Avrupa Merkez Bankası eski Başkanı Mario Draghi, deyim yerindeyse "Avrupa'nın düşüşünü" ve "Avrupa için neoliberal politikaların sonunu" ilan ettiği bir rapor yayınladı.
Biz burada, hala eski ezberlerin oluşturduğu cümlelerle politika geliştirdiğimizi düşünelim, Avrupa Merkez Bankası eski başkanı, endişeli bir şekilde, "AB'nin varlık nedenini kaybetmek üzere" olduğunu söylüyor.
Mario Draghi'nin raporundan birkaç tespiti şuracıkta paylaşalım:
- "Avrupa'da büyüme uzun bir süredir yavaşlıyor. Ama biz bunu görmezden geldik. İki yıl öncesine kadar bugün yaptığımız gibi bir konuşmayı asla yapmayacağımızı söyleyebilirim, çünkü işler iyi gidiyordu. Küreselleşme sayesinde iyi gidiyorduk. İşsizlik istikrarlı bir şekilde düşüyordu.
* Artık yaşadığımız sıkıntıları daha fazla görmezden gelemeyiz. Ucuz enerjide ana tedarikçimiz olan Rusya'yı kaybettik. Ve şimdi İkinci Dünya Savaşı'ndan bu yana ilk kez savunmamız için yeniden başlamak zorundayız.
* Bu yıl Avrupa'nın nüfus artışına güvenemeyeceği ilk yıl. Ve nüfus giderek azalacak, öyle ki 2040 yılına kadar her yıl 2 milyon işçi işgücü piyasasından kaybolacak.

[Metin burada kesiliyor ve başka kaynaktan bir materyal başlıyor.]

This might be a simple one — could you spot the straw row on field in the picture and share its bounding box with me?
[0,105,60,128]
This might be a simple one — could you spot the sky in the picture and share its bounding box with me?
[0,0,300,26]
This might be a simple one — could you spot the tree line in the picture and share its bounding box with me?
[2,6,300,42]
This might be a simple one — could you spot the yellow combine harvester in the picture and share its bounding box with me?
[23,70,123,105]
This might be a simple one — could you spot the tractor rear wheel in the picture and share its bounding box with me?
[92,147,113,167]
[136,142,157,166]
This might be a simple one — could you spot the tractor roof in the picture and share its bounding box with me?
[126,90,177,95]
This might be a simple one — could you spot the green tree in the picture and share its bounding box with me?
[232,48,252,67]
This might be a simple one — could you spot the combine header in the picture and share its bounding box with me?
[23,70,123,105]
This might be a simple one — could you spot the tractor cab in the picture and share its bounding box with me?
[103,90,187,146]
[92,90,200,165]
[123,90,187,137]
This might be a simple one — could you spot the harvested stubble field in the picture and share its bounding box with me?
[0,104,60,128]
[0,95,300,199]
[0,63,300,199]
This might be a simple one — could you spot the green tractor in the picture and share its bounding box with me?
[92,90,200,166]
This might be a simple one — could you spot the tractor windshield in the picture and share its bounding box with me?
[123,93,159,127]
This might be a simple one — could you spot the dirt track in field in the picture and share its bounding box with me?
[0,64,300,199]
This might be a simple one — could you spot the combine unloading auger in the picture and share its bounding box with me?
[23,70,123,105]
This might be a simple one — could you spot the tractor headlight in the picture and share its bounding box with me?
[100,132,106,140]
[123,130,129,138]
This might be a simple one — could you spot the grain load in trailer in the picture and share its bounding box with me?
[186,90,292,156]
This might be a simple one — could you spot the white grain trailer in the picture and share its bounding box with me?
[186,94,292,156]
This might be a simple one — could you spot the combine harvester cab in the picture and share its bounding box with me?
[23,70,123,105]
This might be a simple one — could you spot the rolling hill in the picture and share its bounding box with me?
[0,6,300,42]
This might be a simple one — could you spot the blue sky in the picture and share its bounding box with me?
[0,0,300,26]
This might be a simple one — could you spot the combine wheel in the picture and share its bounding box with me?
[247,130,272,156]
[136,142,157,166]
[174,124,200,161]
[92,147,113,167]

* Üretkenlik zayıf. Hem de çok zayıf. Diyelim ki son beş ya da son 10 yıldaki ortalama verimliliğimizi korusaydık, bu sadece GSYH'yi 2050 yılına kadar sabit tutmaya yetecekti. Yatırım payının GSYH'nin yaklaşık yüzde 5'i kadar artarak en son 60'lı ve 70'li yıllarda görülen seviyelere yükselmesi gerekecektir. Ve eğer Avrupa artık halkına bunları sağlayamazsa, varlık nedenini kaybetmiş olacaktır."
Avrupa, uzun zamandır bir kriz yaşıyor.
Daha açık bir ifadeyle, Avrupa, kendi politikalarını üretme noktasında bağımsızlığını kaybedeli çok oldu.
Hadi biraz daha ileri gideyim...
Avrupa devletleri, ABD'nin vassalı konumunda.
Rusya-Ukrayna savaşı bunu iyice gün yüzüne çıkardı.
Özellikle Avrasya ölçeğinde başlayan çatışma zemininde, bizzat, müttefiki tarafında izole edilen bir Avrupa'dan bahsediyoruz.
Eski Merkez Bankası başkanı ne diyor:
"Ucuz enerjide ana tedarikçimiz olan Rusya'yı kaybettik."
Haksızlık etmeyelim Draghi bu durumdan çıkış için yani Avrupa'yı ABD ve Çin'e rakip olarak konumlandırmayı umarak sanayi projelerine 800 milyar avroluk bir yatırım yapılmasını önerdi.
Ama bir sorun var...
Bu 800 milyar avro nereye gidecek?
Söz gelimi, Avrupa yeni kimya tesisleri ya da çelik fabrikaları inşa etse bile bunları kim işletecek? Avrupa doğalgaza ABD ve Çin'den dört ila beş kat daha fazla para ödüyor; bunun yanı sıra ABD'nin Rusya ve Çin'e yaptırım uyguladığı petrol ve diğer girdiler için de daha yüksek fiyatlar ödüyor.
Kuzey Akım boru hattının patlatılması karşısında sesini çıkaramayan, Avrasya denkleminde ABD'nin stratejik vassalı olmaktan öteye gidemeyen Avrupa'nın alameti farikası olan sanayisinin de büyük ölçekte bir dönüşüm sorunu yaşadığını herkes biliyor.
Üstüne üstlük yaşlanan bir kıta Avrupa.
Diğer taraftan "Aging economies" yani "yaşlanan ekonomiler" kavramı Avrupa için daha çok kullanılıyor artık.
Bizde maalesef zihinsel tembellikten kaynaklı ezbere dayalı bir miyopluk var.
Bazı batılı yorumcuların "kurbanlık koyun" benzetmesi yaptıkları Avrupa'nın şu anki hali bize bir ders olmalı oysa.
Avrupa'nın düşüşünü kabul edip, yeni arayışları daha da derinleştirmezsek, biz de ezberlerimizler birlikte bu düşüşten payımızı alacağız.